You may have thought your childhood was safe until next blockbuster season when some reboot arrives to spark fury. Well, Winnie the Pooh is here to tear your little world apart. The last time we spoke of the silly ol’ bear, he’d been banned on a Polish playground because he lacked pants and sported a “dubious sexuality.” That bit of weirdness makes more sense with an even weirder claim from an investigative biography about Pooh himself.

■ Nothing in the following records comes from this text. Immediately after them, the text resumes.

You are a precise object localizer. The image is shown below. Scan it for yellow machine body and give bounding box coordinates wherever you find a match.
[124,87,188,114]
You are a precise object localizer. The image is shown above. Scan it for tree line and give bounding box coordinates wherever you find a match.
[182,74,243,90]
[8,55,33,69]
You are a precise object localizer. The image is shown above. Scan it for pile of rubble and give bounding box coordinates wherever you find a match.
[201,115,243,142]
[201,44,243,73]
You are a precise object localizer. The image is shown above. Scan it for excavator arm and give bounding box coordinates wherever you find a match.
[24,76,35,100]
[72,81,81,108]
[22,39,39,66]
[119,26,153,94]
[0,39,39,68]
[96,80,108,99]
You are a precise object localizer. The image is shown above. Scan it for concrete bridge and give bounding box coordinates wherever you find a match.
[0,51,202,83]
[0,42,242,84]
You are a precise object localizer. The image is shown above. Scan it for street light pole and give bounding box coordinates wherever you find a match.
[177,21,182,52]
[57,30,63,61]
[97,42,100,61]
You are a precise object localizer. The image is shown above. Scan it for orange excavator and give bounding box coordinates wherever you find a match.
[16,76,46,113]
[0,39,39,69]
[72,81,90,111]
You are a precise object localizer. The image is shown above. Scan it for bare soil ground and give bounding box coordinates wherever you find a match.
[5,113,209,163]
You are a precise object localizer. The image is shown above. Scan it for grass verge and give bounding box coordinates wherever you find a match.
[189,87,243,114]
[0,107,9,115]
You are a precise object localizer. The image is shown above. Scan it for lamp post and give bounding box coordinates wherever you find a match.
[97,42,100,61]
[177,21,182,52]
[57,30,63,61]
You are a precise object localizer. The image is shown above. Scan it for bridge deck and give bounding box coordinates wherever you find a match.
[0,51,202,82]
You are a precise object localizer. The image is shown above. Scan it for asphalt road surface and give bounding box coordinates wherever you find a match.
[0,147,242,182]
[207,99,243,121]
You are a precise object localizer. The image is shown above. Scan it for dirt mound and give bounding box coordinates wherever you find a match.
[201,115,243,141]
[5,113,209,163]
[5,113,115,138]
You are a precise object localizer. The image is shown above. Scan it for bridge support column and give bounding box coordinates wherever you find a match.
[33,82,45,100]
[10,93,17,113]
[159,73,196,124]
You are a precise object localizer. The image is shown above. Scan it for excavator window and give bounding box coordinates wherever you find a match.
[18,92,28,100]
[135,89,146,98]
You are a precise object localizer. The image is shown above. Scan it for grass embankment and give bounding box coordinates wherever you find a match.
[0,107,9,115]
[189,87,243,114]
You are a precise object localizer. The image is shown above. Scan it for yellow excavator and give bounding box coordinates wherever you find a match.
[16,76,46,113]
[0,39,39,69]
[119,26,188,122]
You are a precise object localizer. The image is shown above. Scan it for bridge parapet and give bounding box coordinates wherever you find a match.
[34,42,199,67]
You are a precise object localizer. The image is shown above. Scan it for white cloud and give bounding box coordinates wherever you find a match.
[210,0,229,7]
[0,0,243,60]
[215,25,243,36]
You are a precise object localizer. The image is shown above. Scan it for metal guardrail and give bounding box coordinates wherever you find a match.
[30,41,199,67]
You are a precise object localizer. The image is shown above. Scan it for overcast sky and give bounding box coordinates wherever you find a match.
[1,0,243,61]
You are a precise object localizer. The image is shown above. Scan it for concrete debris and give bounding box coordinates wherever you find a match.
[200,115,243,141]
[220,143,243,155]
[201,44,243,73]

Er, make that Pooh herself.
The shocking new book, Finding Winnie: The True Story of the World’s Most Famous Bear, will make you question everything you knew during childhood. The origins of Pooh’s inspiration date all the way back to 1914, which is mindblowing enough because Pooh’s namesake goes back a full century. Authors Lindsay Mattick and Sophie Blackall practically wait for the implosion as they reveal how Pooh was based upon a female bear:
[A] small black bear cub was rescued by Canadian veterinarian Harry Colebourn, en route to treat horses in the First World War. After the war Colebourn, who had named the bear after his home town of Winniepeg, took her to London Zoo – where she met a real-life boy called Christopher Robin, who was so captivated with Winnie he would name his teddy after her.
As everyone knows, Christopher Robin was not only a real boy but Pooh’s best friend in the books. A.A. Milne crafted the fictional pals from his own son and the little lady bear, but Milne decided the story would play better if Pooh was a boy. The real-life Winnie spent most of her life in the London Zoo after Christopher Robin moved on to adult-like interests. She passed away in 1934 and was, until now, mischaracterized as a boy. Poor Pooh.
This new revelation is even more confounding than the realization that Hello Kitty is not a cat. Of course, it doesn’t matter that Pooh could be a girl, but loads of folks won’t cope with this new information.